So it is for Jerry W. Fuhriman, native to the high-mountain country of Northern Utah but drawn inexorably to the Desert Southwest and its bold, isolated landscapes.
I love the power and solitude of slickrock country.
With rock as canvas and stone tools as brush, ancient cultures created what today we call petroglyphs, immovable media of historic expression carved hundred, even thousands, of years ago. These etchings communicated from one generation to the next the myths and stories, the cultural values and abstract ideas of prehistoric residents of the Desert Southwest.

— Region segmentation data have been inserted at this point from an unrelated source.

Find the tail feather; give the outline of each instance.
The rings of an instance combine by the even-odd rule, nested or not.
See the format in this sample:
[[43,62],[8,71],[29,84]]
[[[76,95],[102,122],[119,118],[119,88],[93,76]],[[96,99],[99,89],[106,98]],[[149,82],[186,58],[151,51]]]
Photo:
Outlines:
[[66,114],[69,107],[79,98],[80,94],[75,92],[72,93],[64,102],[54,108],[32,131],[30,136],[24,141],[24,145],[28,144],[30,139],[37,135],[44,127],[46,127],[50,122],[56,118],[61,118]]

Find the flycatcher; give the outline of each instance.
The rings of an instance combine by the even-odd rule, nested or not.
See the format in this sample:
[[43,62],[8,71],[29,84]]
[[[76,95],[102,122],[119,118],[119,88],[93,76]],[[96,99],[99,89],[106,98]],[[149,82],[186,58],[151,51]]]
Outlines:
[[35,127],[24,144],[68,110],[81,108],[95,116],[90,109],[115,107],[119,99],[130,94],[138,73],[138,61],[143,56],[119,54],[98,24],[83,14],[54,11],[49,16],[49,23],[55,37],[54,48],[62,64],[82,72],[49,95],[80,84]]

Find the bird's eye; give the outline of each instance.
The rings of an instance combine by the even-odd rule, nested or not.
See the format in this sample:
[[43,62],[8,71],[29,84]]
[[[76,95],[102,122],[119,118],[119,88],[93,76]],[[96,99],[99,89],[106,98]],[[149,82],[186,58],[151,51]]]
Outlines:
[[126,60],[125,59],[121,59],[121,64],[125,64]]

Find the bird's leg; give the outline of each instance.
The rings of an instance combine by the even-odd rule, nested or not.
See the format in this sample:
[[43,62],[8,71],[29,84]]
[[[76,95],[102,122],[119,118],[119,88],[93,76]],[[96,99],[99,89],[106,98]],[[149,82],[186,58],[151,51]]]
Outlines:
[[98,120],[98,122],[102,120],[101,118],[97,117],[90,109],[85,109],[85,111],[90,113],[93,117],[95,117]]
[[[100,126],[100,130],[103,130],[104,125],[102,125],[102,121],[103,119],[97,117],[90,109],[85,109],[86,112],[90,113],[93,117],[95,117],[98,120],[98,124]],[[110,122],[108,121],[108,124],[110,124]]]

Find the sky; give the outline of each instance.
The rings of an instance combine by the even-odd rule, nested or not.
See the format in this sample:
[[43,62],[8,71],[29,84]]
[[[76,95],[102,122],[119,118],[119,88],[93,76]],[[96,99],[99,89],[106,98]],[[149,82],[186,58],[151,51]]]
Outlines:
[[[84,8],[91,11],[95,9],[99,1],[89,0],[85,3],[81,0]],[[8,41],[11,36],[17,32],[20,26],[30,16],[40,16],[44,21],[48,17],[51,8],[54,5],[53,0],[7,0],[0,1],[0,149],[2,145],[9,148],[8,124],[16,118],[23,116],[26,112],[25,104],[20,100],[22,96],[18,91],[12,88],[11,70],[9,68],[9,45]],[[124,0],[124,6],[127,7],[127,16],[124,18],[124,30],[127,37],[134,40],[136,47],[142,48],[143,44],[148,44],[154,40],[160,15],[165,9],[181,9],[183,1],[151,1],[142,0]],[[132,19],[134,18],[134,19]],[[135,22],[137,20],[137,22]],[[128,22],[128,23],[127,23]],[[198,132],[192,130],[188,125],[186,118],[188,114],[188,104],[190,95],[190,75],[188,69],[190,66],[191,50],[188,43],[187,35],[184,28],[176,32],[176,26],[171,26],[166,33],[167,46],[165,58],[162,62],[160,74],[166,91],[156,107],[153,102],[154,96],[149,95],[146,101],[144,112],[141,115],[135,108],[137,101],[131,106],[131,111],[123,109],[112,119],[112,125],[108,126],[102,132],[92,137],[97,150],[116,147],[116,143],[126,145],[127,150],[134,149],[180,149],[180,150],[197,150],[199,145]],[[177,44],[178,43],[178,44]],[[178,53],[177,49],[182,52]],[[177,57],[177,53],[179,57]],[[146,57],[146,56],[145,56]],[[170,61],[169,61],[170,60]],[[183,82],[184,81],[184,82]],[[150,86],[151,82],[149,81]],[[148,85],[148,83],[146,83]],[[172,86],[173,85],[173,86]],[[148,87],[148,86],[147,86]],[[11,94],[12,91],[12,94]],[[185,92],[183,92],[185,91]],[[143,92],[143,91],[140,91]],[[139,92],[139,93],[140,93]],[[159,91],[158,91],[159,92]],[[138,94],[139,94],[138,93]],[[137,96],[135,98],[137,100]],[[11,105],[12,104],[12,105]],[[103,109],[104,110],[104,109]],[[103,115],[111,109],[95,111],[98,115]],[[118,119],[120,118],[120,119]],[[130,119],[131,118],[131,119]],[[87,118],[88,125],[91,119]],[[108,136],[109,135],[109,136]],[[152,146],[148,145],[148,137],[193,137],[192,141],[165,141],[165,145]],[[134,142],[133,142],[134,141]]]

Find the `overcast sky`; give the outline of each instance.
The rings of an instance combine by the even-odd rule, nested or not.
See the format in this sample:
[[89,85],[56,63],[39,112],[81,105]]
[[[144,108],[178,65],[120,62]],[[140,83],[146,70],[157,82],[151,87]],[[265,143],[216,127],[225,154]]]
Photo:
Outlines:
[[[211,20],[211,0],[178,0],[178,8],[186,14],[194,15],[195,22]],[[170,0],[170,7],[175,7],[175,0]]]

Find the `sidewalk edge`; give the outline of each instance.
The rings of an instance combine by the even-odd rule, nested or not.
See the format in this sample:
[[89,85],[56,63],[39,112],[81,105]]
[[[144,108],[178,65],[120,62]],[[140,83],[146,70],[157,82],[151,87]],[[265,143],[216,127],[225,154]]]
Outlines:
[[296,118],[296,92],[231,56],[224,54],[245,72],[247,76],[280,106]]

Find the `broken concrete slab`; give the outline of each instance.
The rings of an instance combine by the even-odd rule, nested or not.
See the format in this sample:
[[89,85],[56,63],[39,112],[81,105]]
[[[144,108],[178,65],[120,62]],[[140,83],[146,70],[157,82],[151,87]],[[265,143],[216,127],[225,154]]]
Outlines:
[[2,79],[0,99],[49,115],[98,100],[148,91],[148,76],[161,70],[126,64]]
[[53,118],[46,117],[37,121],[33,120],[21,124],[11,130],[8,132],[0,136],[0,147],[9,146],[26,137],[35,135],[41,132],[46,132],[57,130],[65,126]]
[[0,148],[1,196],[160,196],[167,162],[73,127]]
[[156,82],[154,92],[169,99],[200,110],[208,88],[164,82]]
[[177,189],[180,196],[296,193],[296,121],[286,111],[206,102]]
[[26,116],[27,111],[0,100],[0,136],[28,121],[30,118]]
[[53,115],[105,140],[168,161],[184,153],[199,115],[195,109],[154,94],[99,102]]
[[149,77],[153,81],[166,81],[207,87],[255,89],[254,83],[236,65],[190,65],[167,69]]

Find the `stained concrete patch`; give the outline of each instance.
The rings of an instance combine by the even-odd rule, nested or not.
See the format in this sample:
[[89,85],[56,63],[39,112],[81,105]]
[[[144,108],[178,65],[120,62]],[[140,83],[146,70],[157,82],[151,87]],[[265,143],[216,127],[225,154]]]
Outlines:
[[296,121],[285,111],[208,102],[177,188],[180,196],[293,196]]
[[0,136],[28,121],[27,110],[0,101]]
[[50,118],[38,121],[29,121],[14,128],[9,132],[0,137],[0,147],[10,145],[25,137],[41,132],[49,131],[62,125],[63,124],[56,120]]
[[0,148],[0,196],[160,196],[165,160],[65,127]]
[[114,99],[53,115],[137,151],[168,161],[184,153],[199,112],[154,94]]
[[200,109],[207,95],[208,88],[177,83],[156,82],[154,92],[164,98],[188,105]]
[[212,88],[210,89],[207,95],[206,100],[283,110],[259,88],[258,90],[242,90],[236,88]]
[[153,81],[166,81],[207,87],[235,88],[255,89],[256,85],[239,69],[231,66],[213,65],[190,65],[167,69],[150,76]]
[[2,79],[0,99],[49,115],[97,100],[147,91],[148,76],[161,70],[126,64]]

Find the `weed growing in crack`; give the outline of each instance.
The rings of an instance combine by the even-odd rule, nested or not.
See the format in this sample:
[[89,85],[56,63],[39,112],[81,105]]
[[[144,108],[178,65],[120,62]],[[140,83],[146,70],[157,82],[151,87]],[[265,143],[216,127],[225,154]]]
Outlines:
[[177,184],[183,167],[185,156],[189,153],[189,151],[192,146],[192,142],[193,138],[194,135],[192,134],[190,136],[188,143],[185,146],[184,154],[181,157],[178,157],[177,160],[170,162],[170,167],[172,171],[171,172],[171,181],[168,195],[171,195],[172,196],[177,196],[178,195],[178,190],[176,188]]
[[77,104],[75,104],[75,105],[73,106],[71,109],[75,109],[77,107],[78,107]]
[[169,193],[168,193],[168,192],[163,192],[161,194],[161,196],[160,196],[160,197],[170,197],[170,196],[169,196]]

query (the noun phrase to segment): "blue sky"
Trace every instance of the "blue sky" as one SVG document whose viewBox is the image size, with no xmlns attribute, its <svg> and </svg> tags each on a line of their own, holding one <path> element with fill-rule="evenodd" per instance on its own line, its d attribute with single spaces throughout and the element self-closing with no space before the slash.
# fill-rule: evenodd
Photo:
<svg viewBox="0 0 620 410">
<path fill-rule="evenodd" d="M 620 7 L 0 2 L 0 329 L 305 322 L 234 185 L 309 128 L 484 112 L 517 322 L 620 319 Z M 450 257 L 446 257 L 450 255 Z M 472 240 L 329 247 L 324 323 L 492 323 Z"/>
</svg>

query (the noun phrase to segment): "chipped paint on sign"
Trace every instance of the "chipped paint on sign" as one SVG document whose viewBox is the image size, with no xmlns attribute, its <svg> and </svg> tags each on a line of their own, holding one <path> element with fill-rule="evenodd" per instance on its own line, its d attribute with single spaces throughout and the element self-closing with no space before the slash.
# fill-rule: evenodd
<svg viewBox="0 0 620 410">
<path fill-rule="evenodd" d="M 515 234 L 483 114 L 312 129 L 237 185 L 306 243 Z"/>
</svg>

For more than 30 years Fuhriman has explored the area’s remote plateaus and river canyons, scrambling up rocks and creeping along ledges, gaining an ever-expanding sense of the power of place. By observing rock art in its permanent gallery and sensing the subtle changes from shifts in light and weather, Fuhriman is able to create the rock surfaces upon which he then paints his interpretation of the ancient art.
I like to paint where ancient artists worked.
Painted with a spirit of tromp l’oiel, Fuhriman’s watercolor petroglyphs connect us to the past and lend understanding and balance to our own rapidly changing landscape. His powerful paintings bring petroglyphs to light, helping us to value and preserve these artistic trails to our past.
Fuhriman’s award-winning paintings, found in numerous private and public collections in the United States, Japan, Europe and Australia, are both serious and playful, covering a wide range of subjects from pastoral landscapes of his native valley to bold panoramas of the Desert Southwest. He has recently painted in Spain, Portugal and Italy. More often, expect Fuhriman to be painting alone in a slickrock canyon of Southern Utah or a high plateau of Northern New Mexico.
I’ll paint all day, then I’ll look down and there’s a rabbit sitting beside me.